The enforcer vehicle pulled ahead. A dark oilskin tarp protected the large lorry bed from the elements, but the rear flap was rolled up, allowing a view of the inside. At least thirty soldiers in army blacks crowded the benches, each man with a sword and rifle wedged between his knees.

Perhaps noticing her stare, one stood and untied the flap.
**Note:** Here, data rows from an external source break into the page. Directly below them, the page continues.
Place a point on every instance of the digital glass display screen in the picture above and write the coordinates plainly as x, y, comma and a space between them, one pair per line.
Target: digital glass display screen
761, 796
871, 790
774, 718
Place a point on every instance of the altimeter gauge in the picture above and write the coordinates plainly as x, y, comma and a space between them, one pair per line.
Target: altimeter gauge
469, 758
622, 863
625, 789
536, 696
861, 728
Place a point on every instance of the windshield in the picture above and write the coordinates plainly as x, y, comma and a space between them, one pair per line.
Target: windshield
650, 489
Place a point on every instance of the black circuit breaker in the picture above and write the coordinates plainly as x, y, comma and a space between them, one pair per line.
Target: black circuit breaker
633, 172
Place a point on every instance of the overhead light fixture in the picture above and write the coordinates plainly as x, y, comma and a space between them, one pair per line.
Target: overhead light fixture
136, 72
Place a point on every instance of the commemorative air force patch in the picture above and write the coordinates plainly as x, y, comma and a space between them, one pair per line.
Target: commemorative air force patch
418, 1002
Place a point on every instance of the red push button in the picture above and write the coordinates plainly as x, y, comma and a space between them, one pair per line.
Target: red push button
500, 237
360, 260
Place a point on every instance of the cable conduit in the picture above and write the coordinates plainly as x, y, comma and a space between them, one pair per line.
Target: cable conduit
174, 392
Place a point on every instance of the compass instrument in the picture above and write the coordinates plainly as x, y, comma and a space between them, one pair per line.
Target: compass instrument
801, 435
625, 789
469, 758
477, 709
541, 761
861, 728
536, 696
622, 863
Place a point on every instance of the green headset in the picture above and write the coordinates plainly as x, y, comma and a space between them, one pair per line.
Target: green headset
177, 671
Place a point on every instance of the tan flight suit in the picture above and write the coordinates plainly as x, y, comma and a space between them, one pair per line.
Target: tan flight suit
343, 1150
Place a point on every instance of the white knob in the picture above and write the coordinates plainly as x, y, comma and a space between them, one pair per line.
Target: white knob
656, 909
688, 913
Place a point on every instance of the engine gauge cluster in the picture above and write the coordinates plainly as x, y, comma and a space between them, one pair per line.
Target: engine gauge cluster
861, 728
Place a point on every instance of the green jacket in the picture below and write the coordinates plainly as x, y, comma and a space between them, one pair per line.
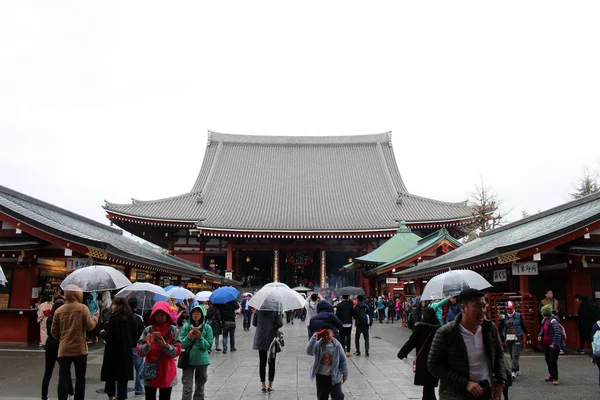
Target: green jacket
197, 348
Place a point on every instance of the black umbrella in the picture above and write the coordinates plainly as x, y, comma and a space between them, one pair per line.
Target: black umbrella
351, 291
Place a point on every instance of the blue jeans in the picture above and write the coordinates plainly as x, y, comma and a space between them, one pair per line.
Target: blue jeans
231, 334
137, 363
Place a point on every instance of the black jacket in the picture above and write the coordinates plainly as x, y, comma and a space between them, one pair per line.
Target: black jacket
120, 337
344, 311
448, 359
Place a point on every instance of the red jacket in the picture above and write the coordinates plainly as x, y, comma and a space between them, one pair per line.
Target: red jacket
166, 373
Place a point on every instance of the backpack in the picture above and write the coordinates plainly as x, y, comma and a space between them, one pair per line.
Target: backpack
596, 342
365, 316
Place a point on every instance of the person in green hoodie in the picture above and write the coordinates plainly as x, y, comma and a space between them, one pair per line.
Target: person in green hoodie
197, 340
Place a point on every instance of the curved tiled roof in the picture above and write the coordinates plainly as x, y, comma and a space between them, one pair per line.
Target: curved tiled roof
519, 235
302, 184
64, 223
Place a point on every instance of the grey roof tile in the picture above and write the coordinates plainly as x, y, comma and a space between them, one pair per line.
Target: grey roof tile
522, 234
279, 183
61, 221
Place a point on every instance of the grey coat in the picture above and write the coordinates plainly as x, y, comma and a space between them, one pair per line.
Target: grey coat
266, 323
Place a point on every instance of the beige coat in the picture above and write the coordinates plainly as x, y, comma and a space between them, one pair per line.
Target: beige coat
70, 323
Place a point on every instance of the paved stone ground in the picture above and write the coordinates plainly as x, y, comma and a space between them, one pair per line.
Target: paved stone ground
235, 375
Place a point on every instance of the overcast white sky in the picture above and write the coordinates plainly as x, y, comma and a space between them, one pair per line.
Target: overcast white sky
113, 100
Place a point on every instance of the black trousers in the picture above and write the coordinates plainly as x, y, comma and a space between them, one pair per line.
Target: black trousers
51, 357
552, 360
262, 367
429, 393
64, 376
346, 335
325, 388
364, 330
121, 389
164, 393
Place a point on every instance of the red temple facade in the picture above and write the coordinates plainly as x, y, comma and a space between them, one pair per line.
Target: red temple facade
291, 209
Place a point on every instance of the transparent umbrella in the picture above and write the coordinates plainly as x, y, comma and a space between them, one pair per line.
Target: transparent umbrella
451, 283
276, 298
96, 278
146, 293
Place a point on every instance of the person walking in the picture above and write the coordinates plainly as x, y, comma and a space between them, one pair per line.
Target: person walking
69, 326
228, 322
513, 328
196, 341
344, 312
587, 315
329, 367
466, 354
380, 309
247, 312
311, 310
551, 336
138, 388
160, 345
267, 323
51, 351
43, 313
363, 317
213, 317
421, 339
120, 337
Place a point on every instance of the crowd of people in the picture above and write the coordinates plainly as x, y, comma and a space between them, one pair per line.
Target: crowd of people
457, 347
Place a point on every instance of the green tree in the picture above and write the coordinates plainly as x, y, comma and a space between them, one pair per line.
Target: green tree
588, 184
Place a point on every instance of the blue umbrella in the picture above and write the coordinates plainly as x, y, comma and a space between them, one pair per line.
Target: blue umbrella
224, 295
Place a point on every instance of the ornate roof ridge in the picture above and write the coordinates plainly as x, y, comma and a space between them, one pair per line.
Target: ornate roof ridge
377, 138
41, 203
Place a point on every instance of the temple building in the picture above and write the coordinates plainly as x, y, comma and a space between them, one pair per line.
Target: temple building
291, 209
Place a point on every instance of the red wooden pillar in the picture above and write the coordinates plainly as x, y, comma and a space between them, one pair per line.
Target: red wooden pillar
229, 266
323, 270
276, 266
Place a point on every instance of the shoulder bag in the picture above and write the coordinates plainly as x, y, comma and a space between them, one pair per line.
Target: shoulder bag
415, 360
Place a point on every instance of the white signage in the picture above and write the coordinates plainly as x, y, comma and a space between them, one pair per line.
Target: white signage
527, 268
76, 263
500, 275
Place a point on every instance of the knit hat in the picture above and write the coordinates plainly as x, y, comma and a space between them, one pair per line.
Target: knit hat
547, 310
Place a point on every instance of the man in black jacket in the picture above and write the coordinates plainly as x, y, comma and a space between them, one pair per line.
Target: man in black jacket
466, 354
344, 313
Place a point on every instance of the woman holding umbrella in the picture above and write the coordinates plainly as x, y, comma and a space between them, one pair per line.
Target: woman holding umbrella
120, 336
267, 323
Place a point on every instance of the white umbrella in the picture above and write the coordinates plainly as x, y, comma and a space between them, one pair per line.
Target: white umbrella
3, 280
203, 296
180, 293
146, 293
276, 298
451, 283
96, 278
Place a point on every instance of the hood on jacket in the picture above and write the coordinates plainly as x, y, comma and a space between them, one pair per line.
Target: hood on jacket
73, 293
196, 305
324, 306
164, 307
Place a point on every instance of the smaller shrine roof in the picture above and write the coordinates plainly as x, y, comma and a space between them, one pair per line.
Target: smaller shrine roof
78, 229
520, 235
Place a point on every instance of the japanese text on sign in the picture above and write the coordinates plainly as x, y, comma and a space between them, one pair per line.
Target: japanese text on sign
500, 275
529, 268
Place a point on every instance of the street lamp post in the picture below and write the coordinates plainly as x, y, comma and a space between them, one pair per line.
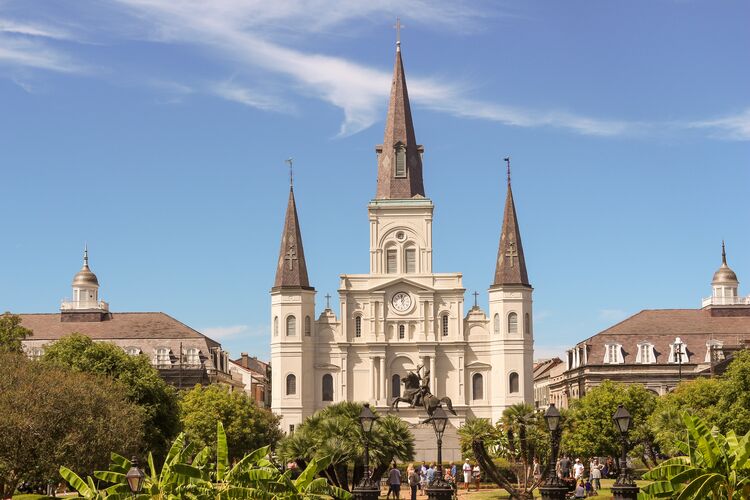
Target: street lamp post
553, 488
367, 489
624, 487
439, 488
135, 477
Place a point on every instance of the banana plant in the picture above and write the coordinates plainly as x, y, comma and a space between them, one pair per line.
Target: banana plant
713, 466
It fell into place, hiding the interior.

“Since when do enforcer vehicles get used to transport the army?” Amaranthe asked.

“I have a more pertinent question,” Books said. “Are they going where we’re going, and, if so, should we revise our itinerary?”

Sicarius came forward, crouching behind Amaranthe.

“Thoughts?” she asked him.

“An enforcer vehicle traversing the countryside isn’t uncommon,” he said.

“Whereas a convoy of steam trampers and black army troop transports might cause the population alarm?” she asked. “Especially when there’s hardly anyone to war with to the east?”

“How delightful,” Books said. “Not only are they going someplace where a platoon of soldiers is required, but the situation is so dire people need to be kept in the dark.”

“It’s the empire,” Amaranthe said lightly. “People are usually kept in the dark.”

“How comforting,” Books said.

“This road leads to several destinations,” she said. “Let’s not get concerned until we’re sure we have something to worry about.”

“So, we should go back to teasing Books about his lady friend?” Maldynado asked.

“Perhaps we could travel in silence for a while.” Amaranthe gave Books a sympathetic smile.

The silence lasted almost a minute before the eye patch debate came up again. Amaranthe sighed and studied the craggy mountains ahead. Halfway up the green slopes, snow started, cold and forbidding. What else lay up there, waiting for them?